The 'fashion front' of high energy physics
Related: Works like a charm
Extreme science comes at a cost. CERN's Large Hadron Collider (LHC) was built for about 5 billion Swiss francs ($5 billion).
"LHC is the fashion front of high energy physics and a mission impossible for any single country to accomplish, given the funding, technology and talent it requires," says Zhao Zhengguo, a leading high-energy physicist in China, who has participated in the CERN ATLAS Experiment since 2001.
ATLAS is one of two general-purpose detectors at the LHC, the other is CMS.
"For example, the end cap muon spectrometer, which composes just a small part of ATLAS, converged the efforts of more than 10 countries," Zhao says.

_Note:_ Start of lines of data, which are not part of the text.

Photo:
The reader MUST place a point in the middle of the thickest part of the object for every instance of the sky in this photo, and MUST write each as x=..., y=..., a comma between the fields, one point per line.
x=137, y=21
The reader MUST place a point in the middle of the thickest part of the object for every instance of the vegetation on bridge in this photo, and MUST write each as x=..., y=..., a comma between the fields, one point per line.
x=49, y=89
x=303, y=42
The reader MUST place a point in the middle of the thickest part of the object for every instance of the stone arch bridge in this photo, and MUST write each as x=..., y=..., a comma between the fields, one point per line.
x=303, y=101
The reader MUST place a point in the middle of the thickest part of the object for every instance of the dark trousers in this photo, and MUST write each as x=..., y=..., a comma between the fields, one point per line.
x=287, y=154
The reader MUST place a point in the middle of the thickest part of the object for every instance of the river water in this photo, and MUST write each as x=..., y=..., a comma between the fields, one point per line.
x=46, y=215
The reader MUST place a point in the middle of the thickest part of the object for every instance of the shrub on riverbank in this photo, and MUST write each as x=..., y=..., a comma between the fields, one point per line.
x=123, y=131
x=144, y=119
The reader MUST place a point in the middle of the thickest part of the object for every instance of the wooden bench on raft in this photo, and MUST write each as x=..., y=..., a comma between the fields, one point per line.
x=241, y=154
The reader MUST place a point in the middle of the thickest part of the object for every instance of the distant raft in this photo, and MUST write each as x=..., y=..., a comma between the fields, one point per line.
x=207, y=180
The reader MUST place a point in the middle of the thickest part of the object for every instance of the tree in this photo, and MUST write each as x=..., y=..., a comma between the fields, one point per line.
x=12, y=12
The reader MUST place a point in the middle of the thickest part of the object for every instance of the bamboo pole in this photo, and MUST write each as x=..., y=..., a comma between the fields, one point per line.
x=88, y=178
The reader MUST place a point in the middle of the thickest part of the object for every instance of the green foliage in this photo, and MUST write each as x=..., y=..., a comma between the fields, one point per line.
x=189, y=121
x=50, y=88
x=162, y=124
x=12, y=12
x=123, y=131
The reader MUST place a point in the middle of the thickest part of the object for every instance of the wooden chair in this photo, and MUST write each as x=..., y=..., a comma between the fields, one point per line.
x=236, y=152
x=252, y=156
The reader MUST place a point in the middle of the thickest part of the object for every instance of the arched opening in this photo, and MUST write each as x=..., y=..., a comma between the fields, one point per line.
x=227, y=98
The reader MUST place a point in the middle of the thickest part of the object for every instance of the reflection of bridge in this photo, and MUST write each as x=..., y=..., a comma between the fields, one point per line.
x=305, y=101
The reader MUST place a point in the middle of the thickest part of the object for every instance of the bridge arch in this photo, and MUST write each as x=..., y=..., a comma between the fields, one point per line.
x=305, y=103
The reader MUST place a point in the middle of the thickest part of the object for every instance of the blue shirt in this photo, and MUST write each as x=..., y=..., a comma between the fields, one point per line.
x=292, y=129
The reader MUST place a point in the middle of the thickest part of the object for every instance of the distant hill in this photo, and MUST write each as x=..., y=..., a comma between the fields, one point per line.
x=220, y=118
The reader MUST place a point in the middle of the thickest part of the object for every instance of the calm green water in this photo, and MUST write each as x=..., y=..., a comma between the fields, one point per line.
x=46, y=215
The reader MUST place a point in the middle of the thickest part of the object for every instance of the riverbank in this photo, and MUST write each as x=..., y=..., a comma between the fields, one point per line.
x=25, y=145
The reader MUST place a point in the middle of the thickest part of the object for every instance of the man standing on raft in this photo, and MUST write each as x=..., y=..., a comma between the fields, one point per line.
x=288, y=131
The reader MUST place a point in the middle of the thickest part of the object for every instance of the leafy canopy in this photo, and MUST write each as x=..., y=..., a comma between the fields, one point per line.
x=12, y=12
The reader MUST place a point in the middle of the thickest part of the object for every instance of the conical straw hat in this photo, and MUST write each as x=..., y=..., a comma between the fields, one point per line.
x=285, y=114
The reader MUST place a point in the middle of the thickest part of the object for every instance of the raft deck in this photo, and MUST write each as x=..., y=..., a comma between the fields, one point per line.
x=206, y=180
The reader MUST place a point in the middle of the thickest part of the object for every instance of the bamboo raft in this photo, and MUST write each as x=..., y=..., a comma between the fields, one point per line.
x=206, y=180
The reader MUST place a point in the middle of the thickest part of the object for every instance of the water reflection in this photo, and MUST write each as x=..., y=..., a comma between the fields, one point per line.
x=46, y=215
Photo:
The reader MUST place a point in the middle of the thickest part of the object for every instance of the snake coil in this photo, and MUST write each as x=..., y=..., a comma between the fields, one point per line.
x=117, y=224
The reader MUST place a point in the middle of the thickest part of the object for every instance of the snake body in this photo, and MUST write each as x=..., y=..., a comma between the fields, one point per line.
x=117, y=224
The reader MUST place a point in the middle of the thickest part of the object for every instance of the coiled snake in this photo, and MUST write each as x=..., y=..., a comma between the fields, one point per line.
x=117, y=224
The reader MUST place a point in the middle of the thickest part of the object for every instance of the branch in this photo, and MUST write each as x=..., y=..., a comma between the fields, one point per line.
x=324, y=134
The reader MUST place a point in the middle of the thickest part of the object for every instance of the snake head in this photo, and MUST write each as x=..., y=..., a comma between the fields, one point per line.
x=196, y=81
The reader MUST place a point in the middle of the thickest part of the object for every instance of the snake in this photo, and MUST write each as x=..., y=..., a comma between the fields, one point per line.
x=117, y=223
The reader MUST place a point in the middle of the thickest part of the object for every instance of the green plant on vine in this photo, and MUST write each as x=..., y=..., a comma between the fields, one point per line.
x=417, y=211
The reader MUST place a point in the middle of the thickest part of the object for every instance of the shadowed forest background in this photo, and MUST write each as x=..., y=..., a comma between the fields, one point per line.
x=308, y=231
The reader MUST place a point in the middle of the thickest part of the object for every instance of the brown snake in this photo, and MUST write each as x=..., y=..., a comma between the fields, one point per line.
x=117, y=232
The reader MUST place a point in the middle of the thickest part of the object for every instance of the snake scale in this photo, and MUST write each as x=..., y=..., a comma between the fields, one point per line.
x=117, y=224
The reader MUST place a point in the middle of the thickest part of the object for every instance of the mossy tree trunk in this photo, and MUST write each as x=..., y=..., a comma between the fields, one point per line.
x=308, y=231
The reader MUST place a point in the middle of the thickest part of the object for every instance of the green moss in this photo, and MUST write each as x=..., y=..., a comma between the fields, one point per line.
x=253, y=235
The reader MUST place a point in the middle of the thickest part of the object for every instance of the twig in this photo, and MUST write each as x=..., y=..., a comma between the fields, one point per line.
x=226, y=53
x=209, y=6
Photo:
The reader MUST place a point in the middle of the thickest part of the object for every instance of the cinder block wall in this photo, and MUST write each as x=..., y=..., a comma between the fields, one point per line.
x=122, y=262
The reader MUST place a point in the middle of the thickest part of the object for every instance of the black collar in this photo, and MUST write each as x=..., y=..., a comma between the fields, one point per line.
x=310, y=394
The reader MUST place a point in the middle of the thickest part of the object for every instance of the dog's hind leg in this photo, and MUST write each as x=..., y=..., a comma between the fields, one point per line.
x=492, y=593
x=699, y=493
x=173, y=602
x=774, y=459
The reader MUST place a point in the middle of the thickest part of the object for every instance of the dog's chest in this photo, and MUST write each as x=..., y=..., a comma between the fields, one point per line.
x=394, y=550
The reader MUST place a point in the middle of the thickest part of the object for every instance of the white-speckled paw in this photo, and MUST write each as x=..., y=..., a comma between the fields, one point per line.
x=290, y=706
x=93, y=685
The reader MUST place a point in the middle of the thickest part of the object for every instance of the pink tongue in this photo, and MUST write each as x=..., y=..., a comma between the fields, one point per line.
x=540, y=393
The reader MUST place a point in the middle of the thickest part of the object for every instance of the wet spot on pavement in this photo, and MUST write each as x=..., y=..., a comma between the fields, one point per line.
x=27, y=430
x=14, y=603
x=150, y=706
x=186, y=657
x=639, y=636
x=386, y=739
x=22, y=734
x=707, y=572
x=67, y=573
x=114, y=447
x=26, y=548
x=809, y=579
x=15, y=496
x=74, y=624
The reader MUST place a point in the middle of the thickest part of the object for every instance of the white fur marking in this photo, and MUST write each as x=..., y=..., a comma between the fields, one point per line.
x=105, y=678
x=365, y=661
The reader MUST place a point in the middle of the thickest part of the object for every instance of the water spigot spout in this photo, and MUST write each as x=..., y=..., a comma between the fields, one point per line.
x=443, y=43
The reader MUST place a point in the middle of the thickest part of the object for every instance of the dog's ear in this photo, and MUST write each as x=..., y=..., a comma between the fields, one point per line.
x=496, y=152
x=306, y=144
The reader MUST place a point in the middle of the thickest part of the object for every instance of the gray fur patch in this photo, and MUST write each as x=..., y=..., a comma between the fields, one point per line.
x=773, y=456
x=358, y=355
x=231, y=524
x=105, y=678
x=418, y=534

"Some countries are in charge of making the chambers, some produce precision machinery, alignment, micro-electronics, etcetera. This project sets a high demand on participating country's industrial technology and the expertise of experts."
Between 1994 and 2008, more than 7,000 scientists from over 80 countries and regions took part in the construction of LHC.
Before LHC was switched on, the Tevatron in the United States was the most powerful collider in the world and in its final years of operation, it raced to catch a first glimpse of the Higgs boson.
Although Tevatron was closed in 2011 due to budget constraints, the scientists involved in that project announced in March they had found evidence of a new fundamental particle that had a mass that fits in with predictions for the Higgs boson and was similar to experimental evidence announced by the Swiss-based scientists in December.
But the role of LHC is likely to be challenged soon. Some 2,000 accelerator and particle physicists, engineers, theorists, technicians, students, software experts and others, from all corners of the world, are working on the design and technologies for the next-generation particle accelerator International Linear Collider.
The project aims to complement LHC and shed more light on the secrets of the universe.